Hamburg. Hamburgs Trainer Gisdol hebt den Niederländer auf eine Stufe mit Ronaldo. Geht sein Plan gegen Bayern auf?

Die Frage war noch gar nicht zu Ende formuliert, da schüttelte Markus Gisdol bereits mit dem Kopf. „Nein“, sagte der HSV-Trainer schließlich. Er habe keine Angst. Was im Hinspiel passiert ist? Interessiert ihn nicht. Was in den vergangenen Jahren passiert ist? Interessiert ihn schon mal gar nicht. Vor dem Spiel des HSV beim FC Bayern München am Sonnabend (15.30 Uhr/Sky und Abendblatt-Liveticker) kam Gisdol dennoch nicht um die Zahlen der Vergangenheit herum. Sieben Heimspiele in Folge haben die Bayern seit 2010 gegen den HSV gewonnen. 37:3 Tore haben sie dabei erzielt. Und Gisdol? Den interessiert das nicht.

Es spricht für den Hamburger Trainer, dass er sich vor dem Spiel beim Abonnementsmeister aus München nicht einfach so in sein Schicksal ergeben will. „Wir haben den notwendigen Mut“, sagte Gisdol am Donnerstag. Nach vier Pflichtspielen in Folge ohne Niederlage mit drei Siegen fliegt der HSV mit Selbstvertrauen nach München – auch wenn sich Gisdol trotz aller Angstlosigkeit der scheinbar unlösbaren Aufgabe bewusst ist. „Aktuell trennen uns Welten“, sagt er.

Vor allem aber trennen die beiden Clubs auf nahezu allen Positionen Weltklassespieler. Und aus diesem Weltklasseensemble ragte zuletzt mal wieder ein Mann heraus, der auf seine alten Tage einfach nicht langsamer werden will: Arjen Robben. Insbesondere bei der 5:1-Gala vor neun Tagen in der Champions League gegen den FC Arsenal gab es mal wieder diesen einen großen Robben-Moment. Eine Tempoverschärfung von rechts, ein Schuss mit links, ein Treffer in die lange Ecke. Ein Robben-Tor. „Ich hab schon ab und an solche Treffer gemacht“, sagte der Niederländer in seiner typisch verschmitzten Robben-Art.

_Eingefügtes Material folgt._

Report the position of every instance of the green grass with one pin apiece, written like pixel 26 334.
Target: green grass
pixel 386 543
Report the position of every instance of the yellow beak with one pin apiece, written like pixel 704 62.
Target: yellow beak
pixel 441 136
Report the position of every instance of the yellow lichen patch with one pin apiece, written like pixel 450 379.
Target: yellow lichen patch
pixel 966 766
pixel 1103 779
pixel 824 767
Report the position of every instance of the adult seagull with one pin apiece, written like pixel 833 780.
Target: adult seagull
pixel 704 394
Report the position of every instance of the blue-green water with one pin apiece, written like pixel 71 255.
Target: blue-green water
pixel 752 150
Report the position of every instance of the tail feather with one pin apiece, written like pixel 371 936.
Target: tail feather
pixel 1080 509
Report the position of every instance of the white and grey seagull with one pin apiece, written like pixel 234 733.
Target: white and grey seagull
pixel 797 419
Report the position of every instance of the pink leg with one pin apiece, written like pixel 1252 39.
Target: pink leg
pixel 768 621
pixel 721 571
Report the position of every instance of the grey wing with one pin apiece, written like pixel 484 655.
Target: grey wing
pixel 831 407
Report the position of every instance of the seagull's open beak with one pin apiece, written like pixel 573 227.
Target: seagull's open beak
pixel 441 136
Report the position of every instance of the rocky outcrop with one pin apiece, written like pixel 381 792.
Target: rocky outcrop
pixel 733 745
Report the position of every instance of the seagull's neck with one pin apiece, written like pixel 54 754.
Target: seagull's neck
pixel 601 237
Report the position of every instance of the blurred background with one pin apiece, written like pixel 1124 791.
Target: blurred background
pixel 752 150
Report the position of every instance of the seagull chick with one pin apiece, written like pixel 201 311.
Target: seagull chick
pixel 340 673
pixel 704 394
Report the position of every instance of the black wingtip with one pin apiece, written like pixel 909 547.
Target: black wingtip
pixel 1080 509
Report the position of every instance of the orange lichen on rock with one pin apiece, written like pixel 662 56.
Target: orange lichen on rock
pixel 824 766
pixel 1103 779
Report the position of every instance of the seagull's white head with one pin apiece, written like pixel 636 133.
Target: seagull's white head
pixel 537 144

HSV-Fans kennen diese Tore besonders gut. Dass die Hamburger in den vergangenen Jahren in München regelmäßig ein bayerisches Schützenfest erlebten, hatte viel zu tun mit diesen typischen Robben-Bewegungen. Acht Tore und vier Vorlagen gelangen dem 33-Jährigen in seinen letzten fünf Heimspielen gegen den HSV. Die Ergebnisse dabei: 5:0, 6:0, 9:2, 8:0, 5:0. Rechtzeitig zum Spiel am Wochenende ist Robben nun wieder in Topform. Und Gisdol? Der hat noch immer keine Angst. Dafür aber großen Respekt.

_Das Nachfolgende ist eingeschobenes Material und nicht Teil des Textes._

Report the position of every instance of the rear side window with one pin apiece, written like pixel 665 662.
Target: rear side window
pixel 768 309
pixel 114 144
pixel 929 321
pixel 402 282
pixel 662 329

„Es gibt Weltklassespieler, die kannst du nicht immer stoppen“, sagte Gisdol am Donnerstag und nannte Robben in einem Atemzug mit Cristiano Ronaldo und Lionel Messi. „Diese Spieler haben so ein Repertoire und so ein Tempo drauf, dass du das nicht immer über 90 Minuten gut verteidigen kannst.“ Auch die Münchner Douglas Costa und Franck Ribéry zählt Gisdol zu diesen „Weltklasse-Außenspielern“. Ribéry, der mit fünf Toren und sieben Vorlagen eine ähnlich gute HSV-Bilanz aufweist wie Robben, ist nach seiner Muskelverletzung am Wochenende ebenfalls wieder einsatzfähig.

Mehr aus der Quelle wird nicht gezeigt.